Psikoterapist Dr. Selin Yurdakul, sıcak havaların yurttaşları hem fizikî hem de ruhsal olarak zorladığını söyledi.
Yurdakul, “Araştırmalara nazaran, yüksek sıcaklık, duygusal dengeyi bozar ve huzursuzluk, sonluluk ve irritasyon üzere yansılara neden olabilir. Yale Üniversitesi’nde yapılan bir çalışmada ABD’de ortalama sıcaklıklardaki artışın intihar oranlarında yüzde 1’lik artışa karşılık geldiği görülmüş. Dünyada global ısınma ile birlikte ısınan havalar sonucu gelecek bir ruh sıhhati krizinden telaş edilmekte. Sıcak hava periyotları, kimi bireylerde depresyon ve tasa seviyelerini artırabilir. ABD’de yapılan bir araştırmada yılın en sıcak günlerinde ve en soğuk günlerine kıyasla acil servise başvuran psikiyatri bağlı hadiselerde manalı oranda artış olduğu tespit edilmiş” dedi.
“AŞIRI YÜKSELEN SICAKLIKLA BAĞLI OLABİLİR”
Yurdakul, kelamlarına şöyle devam etti:
“Sıcak hava kabahat oranlarında artışla ilişkilendirilmiştir. 2019 yılında yapılan bir çalışma, Los Angeles’ta sıcaklık ve şiddet cürümleri ortasındaki bağlantıyı incelemiş. Sıcaklığın 30 derecenin üzerinde olduğu günlerde şiddet hatası oranlarının ortalama yüzde 5,7 arttığı tespit edilmiş. Kendinizde ya da etrafınızda son vakitlerde gözlemlediğiniz tahammülsüzlük ve öfke patlamalarının bir sebebi de son günlerde çok yükselen sıcaklıkla bağlantılı olabilir. Sıcak havanın kendisi, bireylerde saldırgan güdüleri ve davranışları artırabilir. ’Sıcak hipotezi’, insanların sıcak havalarda daha kolay sonlanabileceğini ve düşmanca davranabileceğini ileri sürer. Sıcak hava, dikkat ve konsantrasyon düzeylerini, zihinsel berraklığı azaltır ve bellek performansını tesirler.

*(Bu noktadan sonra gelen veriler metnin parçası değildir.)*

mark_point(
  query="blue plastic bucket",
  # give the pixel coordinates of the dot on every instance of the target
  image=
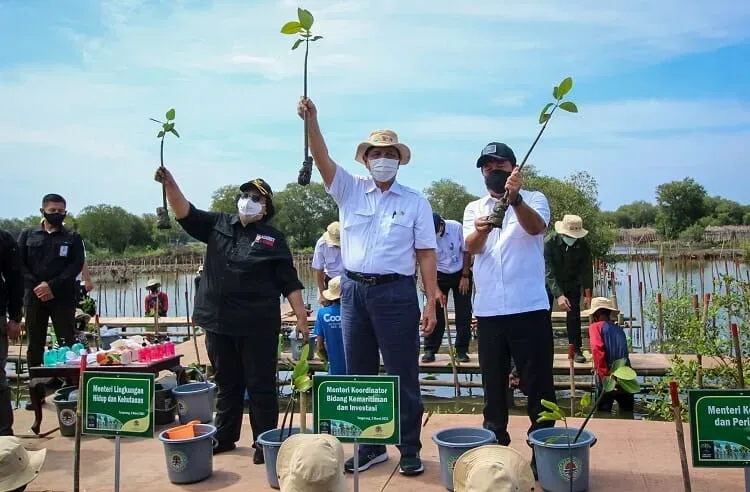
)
(553, 458)
(195, 401)
(190, 460)
(271, 442)
(454, 442)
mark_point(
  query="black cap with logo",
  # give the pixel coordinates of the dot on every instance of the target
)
(498, 151)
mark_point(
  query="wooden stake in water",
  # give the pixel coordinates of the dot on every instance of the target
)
(680, 435)
(738, 356)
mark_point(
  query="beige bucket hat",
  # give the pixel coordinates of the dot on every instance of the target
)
(333, 234)
(18, 467)
(311, 463)
(572, 226)
(383, 138)
(598, 303)
(333, 292)
(492, 468)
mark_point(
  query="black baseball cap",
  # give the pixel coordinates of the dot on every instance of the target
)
(496, 150)
(264, 189)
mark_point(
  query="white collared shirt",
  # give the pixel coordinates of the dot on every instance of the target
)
(450, 251)
(380, 231)
(509, 271)
(327, 257)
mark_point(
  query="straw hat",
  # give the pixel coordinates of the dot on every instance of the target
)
(311, 463)
(492, 468)
(383, 138)
(18, 467)
(333, 234)
(572, 226)
(598, 303)
(333, 292)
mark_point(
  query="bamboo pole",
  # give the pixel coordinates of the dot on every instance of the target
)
(738, 356)
(680, 436)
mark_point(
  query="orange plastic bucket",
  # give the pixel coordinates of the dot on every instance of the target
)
(185, 431)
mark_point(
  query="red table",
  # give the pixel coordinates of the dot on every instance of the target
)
(38, 376)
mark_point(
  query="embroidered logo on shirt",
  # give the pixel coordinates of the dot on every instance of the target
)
(265, 240)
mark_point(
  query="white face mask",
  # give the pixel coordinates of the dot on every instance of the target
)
(383, 169)
(248, 208)
(569, 240)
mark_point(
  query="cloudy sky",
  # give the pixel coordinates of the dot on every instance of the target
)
(662, 88)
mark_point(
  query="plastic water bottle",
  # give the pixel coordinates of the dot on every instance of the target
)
(50, 357)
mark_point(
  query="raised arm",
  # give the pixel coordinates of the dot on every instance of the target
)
(318, 147)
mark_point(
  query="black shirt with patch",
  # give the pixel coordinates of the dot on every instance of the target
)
(245, 271)
(53, 257)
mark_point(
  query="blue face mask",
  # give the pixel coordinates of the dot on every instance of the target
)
(569, 240)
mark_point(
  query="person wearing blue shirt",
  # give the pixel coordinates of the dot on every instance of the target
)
(329, 340)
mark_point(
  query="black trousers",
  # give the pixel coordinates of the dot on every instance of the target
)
(38, 314)
(573, 318)
(245, 362)
(462, 303)
(527, 337)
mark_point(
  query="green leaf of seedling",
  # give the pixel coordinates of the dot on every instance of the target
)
(569, 106)
(624, 373)
(630, 386)
(543, 116)
(305, 18)
(565, 86)
(291, 27)
(618, 364)
(585, 400)
(550, 405)
(609, 384)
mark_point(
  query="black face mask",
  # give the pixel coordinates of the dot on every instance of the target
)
(55, 220)
(495, 181)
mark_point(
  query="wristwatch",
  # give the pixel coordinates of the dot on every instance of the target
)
(518, 200)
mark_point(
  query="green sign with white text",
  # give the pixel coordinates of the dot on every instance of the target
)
(364, 409)
(118, 404)
(720, 428)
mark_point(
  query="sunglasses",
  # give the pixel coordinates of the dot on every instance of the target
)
(252, 196)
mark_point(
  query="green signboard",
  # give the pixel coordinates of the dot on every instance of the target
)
(362, 409)
(118, 404)
(720, 427)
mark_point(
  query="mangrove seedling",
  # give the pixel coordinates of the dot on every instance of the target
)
(558, 93)
(162, 213)
(621, 374)
(301, 385)
(301, 28)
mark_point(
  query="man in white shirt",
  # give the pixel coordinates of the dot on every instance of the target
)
(511, 303)
(327, 259)
(454, 273)
(386, 229)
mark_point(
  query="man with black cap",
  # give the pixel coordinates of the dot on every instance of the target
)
(247, 267)
(454, 273)
(511, 304)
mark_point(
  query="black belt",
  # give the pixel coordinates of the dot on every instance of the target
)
(372, 279)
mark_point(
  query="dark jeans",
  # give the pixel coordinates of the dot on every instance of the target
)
(573, 318)
(6, 410)
(38, 314)
(385, 319)
(245, 362)
(527, 337)
(462, 304)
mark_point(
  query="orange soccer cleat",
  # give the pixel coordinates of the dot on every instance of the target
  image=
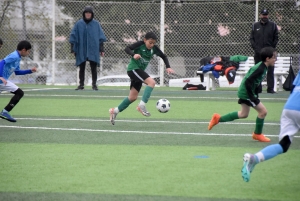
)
(260, 137)
(214, 121)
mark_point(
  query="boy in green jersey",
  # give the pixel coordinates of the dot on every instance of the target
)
(248, 96)
(141, 52)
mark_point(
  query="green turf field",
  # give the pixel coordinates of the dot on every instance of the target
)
(63, 147)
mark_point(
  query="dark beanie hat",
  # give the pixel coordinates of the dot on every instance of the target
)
(88, 9)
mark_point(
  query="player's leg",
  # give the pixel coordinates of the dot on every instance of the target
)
(216, 118)
(81, 76)
(289, 126)
(141, 76)
(270, 80)
(147, 93)
(262, 113)
(18, 94)
(94, 75)
(133, 94)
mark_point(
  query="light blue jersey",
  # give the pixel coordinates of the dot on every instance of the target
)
(293, 102)
(12, 64)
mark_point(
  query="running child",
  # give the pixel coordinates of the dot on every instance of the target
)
(141, 52)
(289, 126)
(11, 64)
(248, 96)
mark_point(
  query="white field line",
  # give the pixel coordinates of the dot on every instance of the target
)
(148, 121)
(169, 97)
(6, 92)
(136, 132)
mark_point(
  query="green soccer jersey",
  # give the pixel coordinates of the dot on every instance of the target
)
(251, 81)
(146, 55)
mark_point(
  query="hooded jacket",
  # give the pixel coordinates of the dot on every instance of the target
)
(263, 35)
(86, 38)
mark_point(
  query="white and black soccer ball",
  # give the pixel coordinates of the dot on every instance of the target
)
(163, 105)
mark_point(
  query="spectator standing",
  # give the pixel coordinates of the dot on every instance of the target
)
(86, 40)
(264, 33)
(1, 43)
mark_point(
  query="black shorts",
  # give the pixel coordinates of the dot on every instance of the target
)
(248, 102)
(137, 77)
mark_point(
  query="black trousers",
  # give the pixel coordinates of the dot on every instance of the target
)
(82, 73)
(270, 74)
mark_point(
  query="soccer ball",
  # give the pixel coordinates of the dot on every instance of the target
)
(163, 105)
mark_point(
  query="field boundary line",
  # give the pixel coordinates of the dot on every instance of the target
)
(136, 132)
(168, 97)
(148, 121)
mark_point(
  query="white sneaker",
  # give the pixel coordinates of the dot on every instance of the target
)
(142, 109)
(113, 115)
(248, 166)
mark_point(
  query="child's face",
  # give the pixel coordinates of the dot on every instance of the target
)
(24, 53)
(88, 15)
(271, 61)
(149, 43)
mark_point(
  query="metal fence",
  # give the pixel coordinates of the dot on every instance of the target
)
(191, 30)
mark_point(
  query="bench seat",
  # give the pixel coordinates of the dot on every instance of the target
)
(281, 69)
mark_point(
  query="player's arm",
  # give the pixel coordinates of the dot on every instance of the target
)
(129, 49)
(252, 41)
(250, 81)
(2, 63)
(275, 35)
(163, 56)
(165, 59)
(24, 72)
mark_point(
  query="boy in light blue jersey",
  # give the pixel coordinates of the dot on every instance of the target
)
(9, 65)
(289, 126)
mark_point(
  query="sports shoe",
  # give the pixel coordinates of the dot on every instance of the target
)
(95, 88)
(260, 137)
(6, 116)
(248, 166)
(214, 121)
(113, 115)
(79, 87)
(142, 109)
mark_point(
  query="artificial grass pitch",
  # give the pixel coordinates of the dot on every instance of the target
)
(145, 170)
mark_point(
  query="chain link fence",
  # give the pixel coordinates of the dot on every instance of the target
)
(192, 30)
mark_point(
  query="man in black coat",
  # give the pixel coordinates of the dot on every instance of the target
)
(264, 33)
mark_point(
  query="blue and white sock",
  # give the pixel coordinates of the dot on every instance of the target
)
(268, 152)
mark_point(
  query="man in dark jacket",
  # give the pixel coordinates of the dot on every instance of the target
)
(264, 34)
(86, 40)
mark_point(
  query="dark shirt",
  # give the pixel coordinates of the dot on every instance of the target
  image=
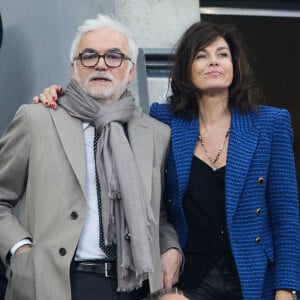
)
(204, 206)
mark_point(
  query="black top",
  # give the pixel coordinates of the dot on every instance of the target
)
(204, 206)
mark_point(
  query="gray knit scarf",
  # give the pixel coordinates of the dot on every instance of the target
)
(125, 209)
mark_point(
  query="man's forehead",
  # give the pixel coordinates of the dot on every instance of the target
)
(104, 39)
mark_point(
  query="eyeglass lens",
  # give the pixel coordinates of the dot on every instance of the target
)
(111, 59)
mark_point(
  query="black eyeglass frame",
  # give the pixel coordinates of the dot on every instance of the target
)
(123, 57)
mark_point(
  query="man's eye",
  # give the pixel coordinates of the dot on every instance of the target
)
(88, 56)
(113, 56)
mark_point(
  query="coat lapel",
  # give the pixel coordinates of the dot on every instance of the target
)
(242, 143)
(141, 141)
(71, 136)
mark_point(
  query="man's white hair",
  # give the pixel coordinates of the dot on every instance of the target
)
(103, 21)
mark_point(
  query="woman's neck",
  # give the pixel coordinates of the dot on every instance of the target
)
(214, 110)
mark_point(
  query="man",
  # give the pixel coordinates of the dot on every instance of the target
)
(89, 176)
(167, 294)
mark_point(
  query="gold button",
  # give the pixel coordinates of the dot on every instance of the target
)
(260, 180)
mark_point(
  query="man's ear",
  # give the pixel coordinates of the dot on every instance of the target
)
(131, 73)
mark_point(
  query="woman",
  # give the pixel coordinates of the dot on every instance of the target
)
(231, 174)
(231, 177)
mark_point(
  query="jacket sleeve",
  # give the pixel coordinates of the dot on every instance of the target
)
(283, 205)
(14, 157)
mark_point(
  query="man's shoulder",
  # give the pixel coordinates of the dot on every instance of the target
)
(156, 124)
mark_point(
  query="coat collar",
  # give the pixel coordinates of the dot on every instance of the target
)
(71, 136)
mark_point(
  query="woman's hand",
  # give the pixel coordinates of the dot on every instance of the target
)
(49, 96)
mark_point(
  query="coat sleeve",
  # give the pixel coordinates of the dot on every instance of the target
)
(168, 235)
(283, 205)
(14, 157)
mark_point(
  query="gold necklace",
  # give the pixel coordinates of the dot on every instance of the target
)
(213, 160)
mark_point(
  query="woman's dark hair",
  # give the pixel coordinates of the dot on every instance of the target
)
(243, 92)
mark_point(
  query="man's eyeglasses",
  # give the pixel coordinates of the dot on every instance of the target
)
(112, 59)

“ÇOK DİKKAT ETMESİ GEREKİR”
Yüksek sıcaklıklarda kan-beyin bariyeri bozulmaya başlar ve böylelikle istenmeyen proteinler ve iyonlar beyinde birikerek inflamasyona ve olağan işlevlerin bozulmasına neden olur. Nöronlar ısındıkça aktive olması zorlaşır sessizleşir. Bilhassa Alzheimer, parkinson ve multiple skleroz üzere nörolojik hastalıkları olan bireylerin sıcaklardan korunması hastalık seyrini olumsuz etkilememesi açısından değerlidir. Yalnızca beyin değil, kalp akciğer ve böbreklerde sıcaklardan olumsuz etkilenen organlardandır. Sıcak havalar ve bedenin susuz kalması bu organlara binen yükü arttır. Kronik kalp akciğer ve böbrek hastalıkları olan bireylerin sıcak havalarda bilhassa kendini korumak için daha çok dikkat etmesi gerekir”
‘BOL SU İÇİN’ UYARISI
Yüksek sıcaklıkların bedende su kaybına yol açtığını ve bunun da güç düzeylerini düşürerek yorgunluk hissine sebep olduğunu hatırlatan Yurdakul, “Ayrıca beynimizin sağlıklı fonksiyon görebilmesi açısından kâfi hidrasyon değerlidir. Sıcağın tesirlerini azaltmak için yapacağımız en kıymetli şeylerden biri bol su içmektir. Beynimizi sıcaktan korumak için bir öbür metot ise güneşin dorukta olduğu günün en sıcak vakitlerinde dışarı çıkmamak ve mümkünse iç ortamları klima ile soğutmaktır. Klima yoksa soğuk suyla duş almak beden ısısını düşürmek için hoş bir alternatiftir” diye konuştu.